The 90's were a minefield of attitude and anthropomorphism, and Japanese developer Irem's Rocky Rodent, or as it was known in Japan, Nitro Punks: Might Heads (alert: much better title), was one of the worst offenders.
Like all 90's videogame protagonists, Rocky's personality seems to have been picked at random from a dartboard labeled "ATTITUDE." Your main goal in the game is to rescue restaurateur Pie Face Balboa's daughter from the mafia in exchange for an all-you-can-eat buffet; and your main weapon in the game is hairspray, which you use to style your hair into one of four predictably outrageous hairdos.
So while Irem may have cranked out another failed Sonic clone with no future, the real losers are Sega, for not realizing how awesome a game about Sonic having to fight off all of his 90's doppelgangers would have been.
Way back when, children's entertainment didn't have to be educational. It didn't even have to make sense. If you had a bucket of slime, you had a Nickelodeon show. Boogerman took that formula and went a step further. I can picture the meeting at Interplay: "What do 8-year-old boys like?" "Superheroes & grossing out girls." "Great, what if there was a superhero whose powers were all things that grossed out girls." Boom: Boogerman. He is the best at burps and farts.
But Interplay went a step further. They wanted to get the maximum amount of FPMs (farts per minute) out of their game. They made everything gross. You're not fighting cleanliness, little girls or anything that would make sense. You're fighting farts with farts. The final boss is a taller version of you with the same booger-powers. It's not clear why you're fighting him at all, except possibly to make your little sister throw up.

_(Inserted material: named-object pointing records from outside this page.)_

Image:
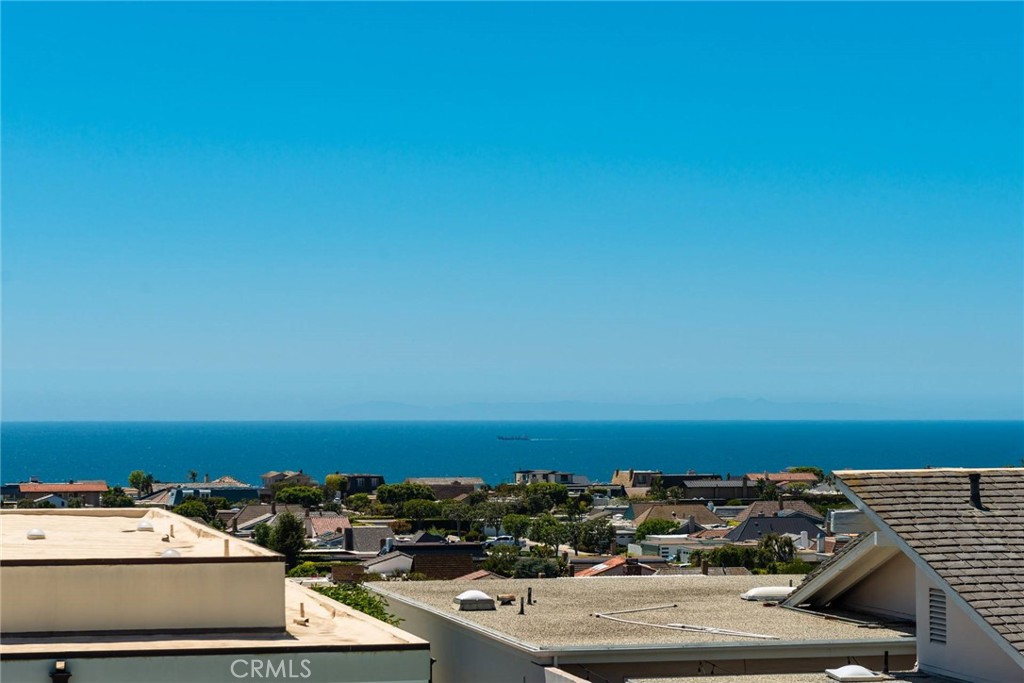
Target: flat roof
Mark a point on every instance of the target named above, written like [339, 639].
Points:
[563, 613]
[81, 535]
[333, 627]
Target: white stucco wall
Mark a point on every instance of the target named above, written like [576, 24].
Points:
[969, 652]
[384, 667]
[889, 591]
[140, 597]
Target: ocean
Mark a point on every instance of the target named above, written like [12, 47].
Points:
[55, 452]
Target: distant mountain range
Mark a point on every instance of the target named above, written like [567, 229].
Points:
[722, 409]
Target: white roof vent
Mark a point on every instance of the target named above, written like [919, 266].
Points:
[853, 673]
[768, 593]
[474, 601]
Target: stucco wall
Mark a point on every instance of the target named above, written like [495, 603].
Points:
[388, 667]
[141, 596]
[969, 653]
[889, 591]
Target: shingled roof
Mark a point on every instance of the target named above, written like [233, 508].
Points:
[978, 552]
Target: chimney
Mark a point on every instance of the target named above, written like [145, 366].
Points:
[976, 491]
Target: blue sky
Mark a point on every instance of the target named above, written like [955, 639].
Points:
[273, 211]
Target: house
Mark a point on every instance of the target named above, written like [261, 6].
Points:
[778, 508]
[212, 607]
[617, 566]
[363, 483]
[169, 495]
[681, 513]
[89, 492]
[947, 555]
[617, 628]
[755, 528]
[567, 479]
[446, 488]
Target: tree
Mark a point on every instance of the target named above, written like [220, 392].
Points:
[547, 530]
[516, 525]
[116, 498]
[503, 560]
[192, 507]
[655, 527]
[775, 548]
[419, 509]
[288, 538]
[307, 497]
[334, 484]
[358, 502]
[261, 535]
[396, 494]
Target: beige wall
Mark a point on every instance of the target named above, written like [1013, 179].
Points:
[889, 591]
[969, 653]
[385, 667]
[98, 597]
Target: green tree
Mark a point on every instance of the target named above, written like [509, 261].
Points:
[775, 548]
[307, 497]
[359, 598]
[261, 535]
[503, 560]
[357, 502]
[333, 484]
[116, 498]
[516, 525]
[192, 507]
[547, 530]
[288, 538]
[655, 527]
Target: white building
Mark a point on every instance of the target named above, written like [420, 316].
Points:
[112, 595]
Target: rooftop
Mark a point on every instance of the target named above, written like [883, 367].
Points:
[97, 534]
[564, 611]
[979, 552]
[332, 627]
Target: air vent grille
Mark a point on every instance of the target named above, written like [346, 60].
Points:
[936, 615]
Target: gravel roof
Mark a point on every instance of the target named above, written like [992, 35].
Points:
[563, 611]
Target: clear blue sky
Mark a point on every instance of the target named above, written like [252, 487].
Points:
[227, 211]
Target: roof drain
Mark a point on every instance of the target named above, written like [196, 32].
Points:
[975, 478]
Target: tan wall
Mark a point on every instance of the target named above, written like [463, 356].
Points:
[889, 591]
[98, 597]
[969, 653]
[387, 667]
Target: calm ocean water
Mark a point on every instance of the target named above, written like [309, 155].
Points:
[245, 450]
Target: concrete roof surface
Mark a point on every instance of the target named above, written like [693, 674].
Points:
[111, 534]
[331, 626]
[563, 613]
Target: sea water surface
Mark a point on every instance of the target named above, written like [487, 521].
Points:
[55, 452]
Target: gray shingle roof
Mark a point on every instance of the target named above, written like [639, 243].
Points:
[980, 553]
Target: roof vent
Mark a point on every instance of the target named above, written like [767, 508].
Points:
[474, 601]
[768, 593]
[853, 673]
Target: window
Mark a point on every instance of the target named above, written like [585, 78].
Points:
[936, 615]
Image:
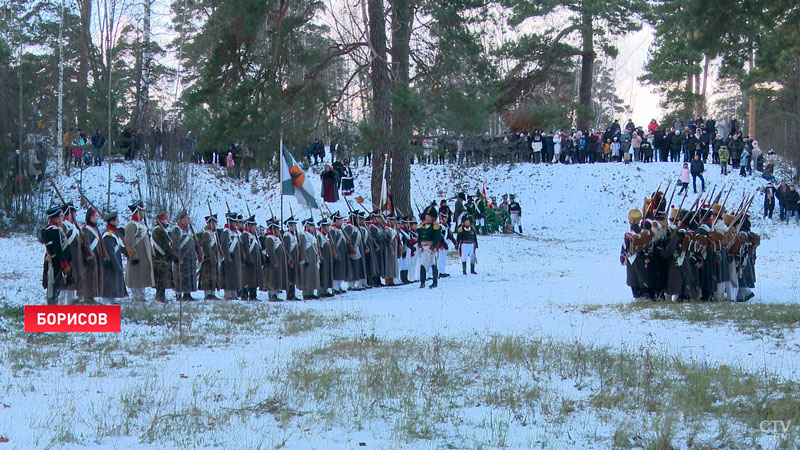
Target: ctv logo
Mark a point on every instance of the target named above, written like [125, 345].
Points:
[778, 428]
[72, 319]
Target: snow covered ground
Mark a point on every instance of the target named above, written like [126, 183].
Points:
[552, 283]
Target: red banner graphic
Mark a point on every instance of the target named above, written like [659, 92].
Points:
[72, 318]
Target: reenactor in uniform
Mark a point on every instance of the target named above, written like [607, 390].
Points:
[515, 210]
[429, 236]
[56, 261]
[139, 272]
[326, 255]
[378, 237]
[358, 269]
[447, 235]
[231, 247]
[308, 277]
[293, 251]
[188, 255]
[163, 257]
[344, 252]
[391, 238]
[274, 278]
[413, 263]
[77, 251]
[480, 213]
[113, 273]
[467, 244]
[370, 252]
[208, 278]
[504, 203]
[253, 268]
[460, 209]
[91, 285]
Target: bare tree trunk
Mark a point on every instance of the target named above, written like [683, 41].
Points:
[147, 56]
[381, 111]
[705, 84]
[587, 70]
[751, 111]
[402, 17]
[83, 61]
[59, 120]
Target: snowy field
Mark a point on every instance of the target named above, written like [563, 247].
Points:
[542, 349]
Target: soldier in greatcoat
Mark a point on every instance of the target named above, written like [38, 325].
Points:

To be fair, it worked. When I was nine and I heard about Boogerman, I was like "Oh hell yes." Then I played it. Even back then the gross-out factor wasn't enough to overcome wonky controls and boring level designs. Boogerman's only other appearance was in Clayfighter 63 1/3. He was featured as Earthworm Jim's rival, which makes sense. Earthworm Jim was a creative, funny, well-made game. I can see why Boogerman would want to kill him.
If the artistic goal of the 1990's was to invent Sonic the Hedgehog only worse and two years late, then Tengen is Michelangeo and Awesome Possum Kicks Dr. Machino's Butt is their Sistine Chapel. Not only is it another Sonic knock-off (a crowded category on this list), but it tries to shoehorn in an educational message (strike two) about recycling (strike three). This is a game about collecting empty cans & bottles instead of gold rings. It combines all the fun of trash collection with the environmental impact of playing videogames.
The graphics are terrible, the design is insipid, and Awesome Possum's digitized voice sounds like it's coming out of a robot's butthole. The game even stops being a platformer occasionally and just asks you depressing questions about the environment. Each questionnaire takes place in front of council of endangered species, which makes you wonder: if these guys are organized enough to interrogate a possum about deforestation, they should be smart enough to team up & maul some loggers to death.
This game was such a pathetic attempt at making environmentalism fun, each copy came with a hemp necklace and an apology note. For the record, it's way easier to brainwash kids if you hide your message inside a game they might play more than once. As both a mascot and an advocate, Awesome Possum backfired horribly: the only message this terrible game left children with was the subconscious desire to drive a burning Hummer over a styrofoam crate full of barn owls.